Seqanswers Leaderboard Ad

**Brian Bushnell** · 03-26-2015, 02:45 PM

You can simulate a 4000bp jump library from your existing data like this (using BBTools):

cat assembly1.fa assembly2.fa > combined.fa
bbmap.sh ref=combined.fa
randomreads.sh reads=1000000 length=100 paired interleaved mininsert=3500 maxinsert=4500 bell perfect=1 q=35 out=jump.fq.gz

That may not help much, since it is only recycling information that is already present in your assemblies, unlike a real jump library.

The orientation will come out forward/reverse; if you need them in a different orientation you can reverse-complement one or both reads with the associated "reformat.sh" tool.

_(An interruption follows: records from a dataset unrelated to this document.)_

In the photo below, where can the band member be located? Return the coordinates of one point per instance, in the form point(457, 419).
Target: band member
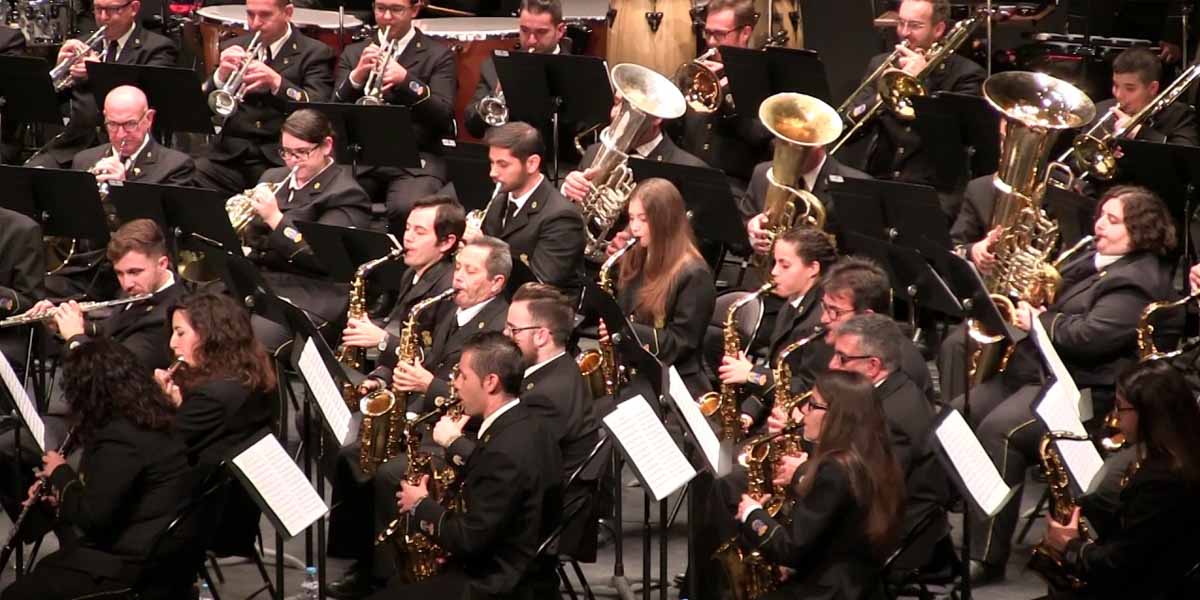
point(1092, 324)
point(543, 229)
point(511, 489)
point(871, 345)
point(131, 153)
point(130, 484)
point(541, 29)
point(318, 191)
point(729, 139)
point(289, 67)
point(1145, 549)
point(849, 511)
point(125, 42)
point(419, 75)
point(802, 257)
point(432, 232)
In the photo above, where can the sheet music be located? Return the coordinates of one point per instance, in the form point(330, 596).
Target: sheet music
point(24, 406)
point(325, 390)
point(281, 484)
point(702, 432)
point(972, 463)
point(647, 444)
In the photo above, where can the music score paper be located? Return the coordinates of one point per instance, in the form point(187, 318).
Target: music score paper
point(325, 390)
point(971, 461)
point(654, 456)
point(281, 485)
point(24, 406)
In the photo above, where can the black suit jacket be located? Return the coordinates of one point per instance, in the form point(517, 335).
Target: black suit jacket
point(22, 263)
point(546, 234)
point(252, 131)
point(513, 496)
point(155, 163)
point(130, 484)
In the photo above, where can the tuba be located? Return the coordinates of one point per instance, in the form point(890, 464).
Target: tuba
point(646, 96)
point(801, 125)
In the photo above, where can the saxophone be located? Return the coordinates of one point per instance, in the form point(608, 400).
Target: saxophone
point(383, 411)
point(1062, 503)
point(725, 402)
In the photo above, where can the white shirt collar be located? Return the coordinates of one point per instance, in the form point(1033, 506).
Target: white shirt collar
point(487, 423)
point(535, 367)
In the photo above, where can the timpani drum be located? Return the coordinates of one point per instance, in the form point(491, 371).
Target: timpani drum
point(634, 39)
point(472, 39)
point(222, 22)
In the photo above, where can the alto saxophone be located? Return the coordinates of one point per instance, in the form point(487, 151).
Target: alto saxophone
point(383, 411)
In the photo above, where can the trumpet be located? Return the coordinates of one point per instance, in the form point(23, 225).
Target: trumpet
point(225, 100)
point(60, 76)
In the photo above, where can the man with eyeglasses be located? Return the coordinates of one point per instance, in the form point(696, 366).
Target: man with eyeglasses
point(289, 67)
point(125, 42)
point(419, 75)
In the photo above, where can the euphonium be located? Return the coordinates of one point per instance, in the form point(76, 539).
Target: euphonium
point(725, 402)
point(645, 96)
point(599, 367)
point(384, 411)
point(802, 125)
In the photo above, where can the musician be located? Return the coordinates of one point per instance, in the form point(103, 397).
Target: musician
point(1147, 547)
point(543, 229)
point(849, 509)
point(419, 76)
point(729, 139)
point(541, 28)
point(130, 484)
point(803, 255)
point(1092, 324)
point(311, 187)
point(289, 67)
point(125, 42)
point(511, 490)
point(871, 345)
point(129, 120)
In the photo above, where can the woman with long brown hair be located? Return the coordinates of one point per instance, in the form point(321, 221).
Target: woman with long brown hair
point(850, 498)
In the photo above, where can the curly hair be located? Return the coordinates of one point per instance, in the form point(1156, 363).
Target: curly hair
point(103, 381)
point(227, 347)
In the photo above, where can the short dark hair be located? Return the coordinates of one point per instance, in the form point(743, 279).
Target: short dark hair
point(1141, 63)
point(138, 235)
point(550, 309)
point(309, 125)
point(450, 219)
point(862, 279)
point(520, 138)
point(555, 7)
point(493, 353)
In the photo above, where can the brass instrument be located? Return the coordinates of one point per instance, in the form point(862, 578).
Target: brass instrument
point(225, 100)
point(599, 367)
point(802, 125)
point(895, 88)
point(645, 96)
point(1093, 151)
point(725, 401)
point(42, 317)
point(60, 76)
point(1062, 504)
point(383, 411)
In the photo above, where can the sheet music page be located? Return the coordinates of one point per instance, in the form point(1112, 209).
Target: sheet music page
point(281, 484)
point(702, 432)
point(648, 445)
point(24, 406)
point(975, 467)
point(325, 390)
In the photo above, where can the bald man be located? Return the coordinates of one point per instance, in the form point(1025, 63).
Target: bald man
point(132, 154)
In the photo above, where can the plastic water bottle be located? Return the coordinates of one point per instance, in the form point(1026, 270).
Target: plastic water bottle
point(310, 589)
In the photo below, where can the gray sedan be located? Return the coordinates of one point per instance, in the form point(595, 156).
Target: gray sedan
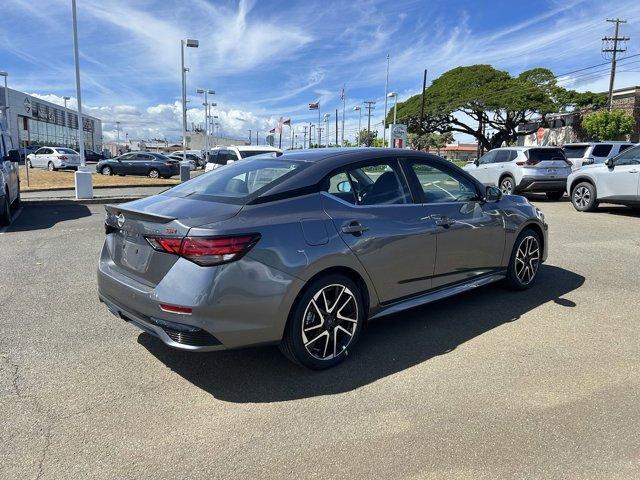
point(302, 249)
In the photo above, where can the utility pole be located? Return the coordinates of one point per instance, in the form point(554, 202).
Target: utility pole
point(369, 105)
point(424, 87)
point(610, 48)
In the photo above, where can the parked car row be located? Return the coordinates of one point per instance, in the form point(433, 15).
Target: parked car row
point(548, 170)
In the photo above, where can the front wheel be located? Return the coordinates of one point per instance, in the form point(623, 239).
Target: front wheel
point(507, 185)
point(325, 323)
point(525, 260)
point(555, 196)
point(584, 197)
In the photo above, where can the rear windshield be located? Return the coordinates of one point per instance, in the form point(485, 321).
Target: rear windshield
point(546, 154)
point(575, 151)
point(252, 153)
point(238, 182)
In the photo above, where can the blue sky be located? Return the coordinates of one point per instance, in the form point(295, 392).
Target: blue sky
point(267, 59)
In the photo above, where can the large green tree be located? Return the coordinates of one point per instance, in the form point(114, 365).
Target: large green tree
point(605, 125)
point(479, 98)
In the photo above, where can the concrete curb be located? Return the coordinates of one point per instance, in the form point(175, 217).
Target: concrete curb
point(73, 201)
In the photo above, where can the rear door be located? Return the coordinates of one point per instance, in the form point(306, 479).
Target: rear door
point(620, 183)
point(374, 214)
point(470, 232)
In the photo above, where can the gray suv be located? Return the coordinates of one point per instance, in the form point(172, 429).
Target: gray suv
point(302, 249)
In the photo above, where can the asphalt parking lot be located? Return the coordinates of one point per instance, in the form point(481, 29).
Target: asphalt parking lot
point(491, 384)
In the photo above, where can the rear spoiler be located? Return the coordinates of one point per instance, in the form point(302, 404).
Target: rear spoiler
point(115, 210)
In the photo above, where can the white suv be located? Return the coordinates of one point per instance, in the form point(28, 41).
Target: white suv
point(224, 155)
point(588, 153)
point(523, 170)
point(615, 181)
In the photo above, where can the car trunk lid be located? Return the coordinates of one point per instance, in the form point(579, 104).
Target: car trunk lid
point(128, 226)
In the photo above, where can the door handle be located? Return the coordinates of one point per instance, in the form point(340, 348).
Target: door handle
point(354, 228)
point(443, 220)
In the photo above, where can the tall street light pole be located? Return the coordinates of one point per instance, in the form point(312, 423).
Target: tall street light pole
point(384, 120)
point(6, 101)
point(191, 43)
point(84, 183)
point(358, 109)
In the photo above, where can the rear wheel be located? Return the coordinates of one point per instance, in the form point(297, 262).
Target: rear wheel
point(525, 260)
point(324, 323)
point(584, 197)
point(507, 185)
point(554, 195)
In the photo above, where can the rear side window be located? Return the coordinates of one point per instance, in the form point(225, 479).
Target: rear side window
point(545, 154)
point(377, 184)
point(602, 150)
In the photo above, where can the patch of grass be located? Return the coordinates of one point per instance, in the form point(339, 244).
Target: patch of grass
point(40, 179)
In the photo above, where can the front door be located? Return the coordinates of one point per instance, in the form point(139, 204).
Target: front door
point(373, 212)
point(470, 232)
point(620, 182)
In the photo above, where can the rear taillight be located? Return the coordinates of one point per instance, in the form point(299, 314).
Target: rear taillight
point(206, 251)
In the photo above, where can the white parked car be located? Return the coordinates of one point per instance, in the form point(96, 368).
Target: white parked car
point(587, 153)
point(53, 158)
point(226, 155)
point(523, 170)
point(615, 181)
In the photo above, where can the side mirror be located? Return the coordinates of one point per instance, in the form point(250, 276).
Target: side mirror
point(344, 186)
point(492, 194)
point(14, 156)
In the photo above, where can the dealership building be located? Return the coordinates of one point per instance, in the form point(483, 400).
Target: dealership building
point(33, 121)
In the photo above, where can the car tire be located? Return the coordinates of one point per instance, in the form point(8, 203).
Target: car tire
point(525, 262)
point(5, 218)
point(584, 197)
point(324, 323)
point(507, 185)
point(554, 196)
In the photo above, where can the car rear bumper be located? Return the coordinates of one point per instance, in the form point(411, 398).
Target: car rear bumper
point(235, 305)
point(542, 184)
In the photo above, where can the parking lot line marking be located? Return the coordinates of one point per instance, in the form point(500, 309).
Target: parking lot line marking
point(13, 219)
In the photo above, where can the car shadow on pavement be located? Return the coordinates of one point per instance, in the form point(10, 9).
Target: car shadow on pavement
point(386, 346)
point(42, 217)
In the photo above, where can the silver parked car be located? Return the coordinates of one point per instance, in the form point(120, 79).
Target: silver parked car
point(524, 170)
point(302, 249)
point(616, 181)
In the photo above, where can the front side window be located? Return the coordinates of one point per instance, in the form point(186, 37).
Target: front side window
point(441, 185)
point(377, 184)
point(629, 157)
point(602, 150)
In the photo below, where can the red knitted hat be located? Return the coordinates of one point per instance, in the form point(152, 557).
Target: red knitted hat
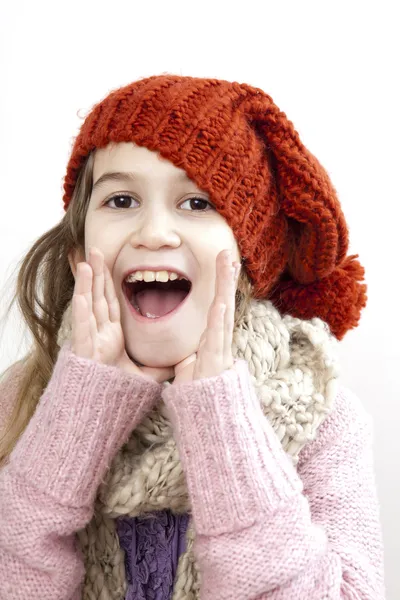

**mjm** · 03-27-2015, 08:49 AM

Hi Brian,

Thanks a lot for your answer!
I'm trying to run BBMap but I get the following error message:
==
mjm@mining:~/sequence_assembly/bbmap> bbmap.sh ref=A.fa
java -Djava.library.path=/home/mjm/sequence_assembly/bbmap/jni/ -ea -Xmx39107m -cp /home/mjm/sequence_assembly/bbmap/current/ align2.BBMap build=1 overwrite=true fastareadlen=500 ref=A.fa
Executing align2.BBMap [build=1, overwrite=true, fastareadlen=500, ref=A.fa]

BBMap version 34.72
Retaining first best site only for ambiguous mappings.
No output file.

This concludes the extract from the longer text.